Museums seem to be the bane of my existence; I never allow myself enough to time to thoroughly enjoy them and read everything they have to offer. Regardless, I did get a chance to experience the majority of the Civil Rights Museum, and thankfully so. It was extremely powerful and educational, and quite engaging through videos, pictures, quotes, and real artifacts from each era. I cannot recommend this place highly enough to anyone visiting the Memphis area, especially for those without a deep familiarity with the subject.

By the time I left Memphis it was past six.
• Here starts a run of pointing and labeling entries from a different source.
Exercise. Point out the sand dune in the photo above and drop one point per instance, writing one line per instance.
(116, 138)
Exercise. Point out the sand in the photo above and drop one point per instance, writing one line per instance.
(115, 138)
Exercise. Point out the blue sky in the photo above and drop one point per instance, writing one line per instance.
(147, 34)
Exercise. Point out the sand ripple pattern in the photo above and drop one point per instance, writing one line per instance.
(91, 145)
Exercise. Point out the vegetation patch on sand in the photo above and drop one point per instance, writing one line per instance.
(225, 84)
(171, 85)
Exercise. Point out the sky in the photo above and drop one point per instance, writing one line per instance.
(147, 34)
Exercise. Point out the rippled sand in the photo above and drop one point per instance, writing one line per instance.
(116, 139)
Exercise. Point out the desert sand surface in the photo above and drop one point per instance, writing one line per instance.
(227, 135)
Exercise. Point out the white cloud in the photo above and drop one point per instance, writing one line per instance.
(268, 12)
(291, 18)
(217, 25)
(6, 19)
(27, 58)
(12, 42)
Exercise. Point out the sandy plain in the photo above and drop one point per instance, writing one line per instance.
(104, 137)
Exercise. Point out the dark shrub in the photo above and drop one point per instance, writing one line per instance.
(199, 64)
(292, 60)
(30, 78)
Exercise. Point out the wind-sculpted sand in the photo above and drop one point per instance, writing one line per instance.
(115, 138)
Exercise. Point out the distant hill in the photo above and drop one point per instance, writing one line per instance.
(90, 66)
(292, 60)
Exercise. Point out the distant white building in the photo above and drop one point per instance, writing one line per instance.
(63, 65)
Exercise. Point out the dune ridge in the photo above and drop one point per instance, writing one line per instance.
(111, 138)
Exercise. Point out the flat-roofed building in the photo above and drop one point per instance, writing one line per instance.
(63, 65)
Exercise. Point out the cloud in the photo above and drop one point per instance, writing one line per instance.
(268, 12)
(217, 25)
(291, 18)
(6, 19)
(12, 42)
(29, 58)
My initial goal was to make it to New Orleans immediately after Memphis, but the distance between the cities is far greater than I originally realized, so I decided to stay in Jackson, Mississippi for the night. I started off traveling south on highway 61, hoping to get some nice views of the Mississippi River which it ran along. Unfortunately there were two problems with this:
  1. The highway actually runs about 2 or 3 miles from the river at any time.
  2. The sun promptly began to set not long after I departed from Memphis.
The drive was still pleasant, the landscape was definitely beginning to change and take on the characteristics I had in mind for the area. Eventually, when it was too dark to see anymore, I jumped over into I-55 and completed my journey into Jackson.

My plan was from here to head down to New Orleans for the night, then begin around the gulf coast to Texas. However, there seems to be talk of a little hurricane brewing off the coast which is already causing problems for some of the island nations. It's not expected to make landfall in the New Orleans area until Monday, but already there is talk of a mandatory evacuation of the area. This is quite unfortunate, but really I'm not sure what I was expecting at the height of hurricane season. I'm still evaluating the situation, but I'm leaning towards heading down and checking it out. I'm still a good few days away from the Monday target, at which time I should be in Austin anyways. We'll see how things pan out.
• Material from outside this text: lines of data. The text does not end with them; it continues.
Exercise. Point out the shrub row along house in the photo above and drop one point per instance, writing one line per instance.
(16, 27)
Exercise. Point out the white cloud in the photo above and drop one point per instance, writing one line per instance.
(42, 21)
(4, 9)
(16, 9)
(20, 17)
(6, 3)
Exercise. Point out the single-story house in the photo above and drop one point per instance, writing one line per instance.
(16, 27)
Weather status: Holy hell, I am now beginning to get a better understanding of what true humidity is like. Also it seems to bring out the insects in Biblical numbers at night. Gross.
Distance conquered: ~7200 miles
Recent listenings include:
I Can Make a Mess Like Nobody's Business - Self Titled
The Kooks - Inside In/Inside Out
The Starting Line - Based On a True Story
More Science Friday podcasts (I'm beginning to see why my iPod is full, I have hundreds of these things, each one upwards of 40 minutes in length)


g said...

dude! that hurricane is some serious business. cnn has a picture of everybody evacuating on the highway today. i dunno if you want to be there man... that place is ghetto enough when all the people who can afford cars ARE there... when they all leave.... oy. haha.

i might suggest checking out vicksburg and going on the natchez trace... its a pretty drive and you will see some nice antebellum homes. i dunno what to do about driving to avoid the hurricane though... its supposed to hit somewhere between LA and TX, which screws up your plan of attack significantly, eh?
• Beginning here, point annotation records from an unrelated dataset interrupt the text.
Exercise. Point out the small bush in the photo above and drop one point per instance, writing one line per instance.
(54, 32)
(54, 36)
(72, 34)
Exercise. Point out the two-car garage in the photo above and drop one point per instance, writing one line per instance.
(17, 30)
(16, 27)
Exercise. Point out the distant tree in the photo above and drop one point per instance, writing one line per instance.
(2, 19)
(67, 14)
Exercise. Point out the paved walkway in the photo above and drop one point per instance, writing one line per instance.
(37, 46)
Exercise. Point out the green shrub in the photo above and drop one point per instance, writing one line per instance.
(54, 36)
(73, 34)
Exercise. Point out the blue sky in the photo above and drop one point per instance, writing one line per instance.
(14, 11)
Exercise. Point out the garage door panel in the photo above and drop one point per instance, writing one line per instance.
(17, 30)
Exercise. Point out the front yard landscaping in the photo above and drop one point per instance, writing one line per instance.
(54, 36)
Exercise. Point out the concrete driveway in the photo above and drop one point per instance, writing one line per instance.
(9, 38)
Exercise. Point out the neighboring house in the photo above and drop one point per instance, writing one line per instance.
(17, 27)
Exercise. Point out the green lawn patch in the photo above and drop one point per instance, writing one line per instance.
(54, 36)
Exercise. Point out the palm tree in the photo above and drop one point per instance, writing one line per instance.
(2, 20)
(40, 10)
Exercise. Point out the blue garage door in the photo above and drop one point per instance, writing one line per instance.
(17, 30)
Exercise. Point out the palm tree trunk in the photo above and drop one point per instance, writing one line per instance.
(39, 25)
memphis sounds cool, i wanna see it now.

Stuart said...

Another trick with hotel room security is to check under the bed... and watch out for highly polished reflective bed frames

Rory said...

What are you supposed to do if there's someone under your bed!? Beyond messing yourself.

g said...

holy crap dude! stay out of New Orleans! They are evacuating the whole town!

colin douglas said...

Hahaha...oh man I remember that particular bed. Hilarious. And don't worry about the new orleans thing, read the new blog forthcoming.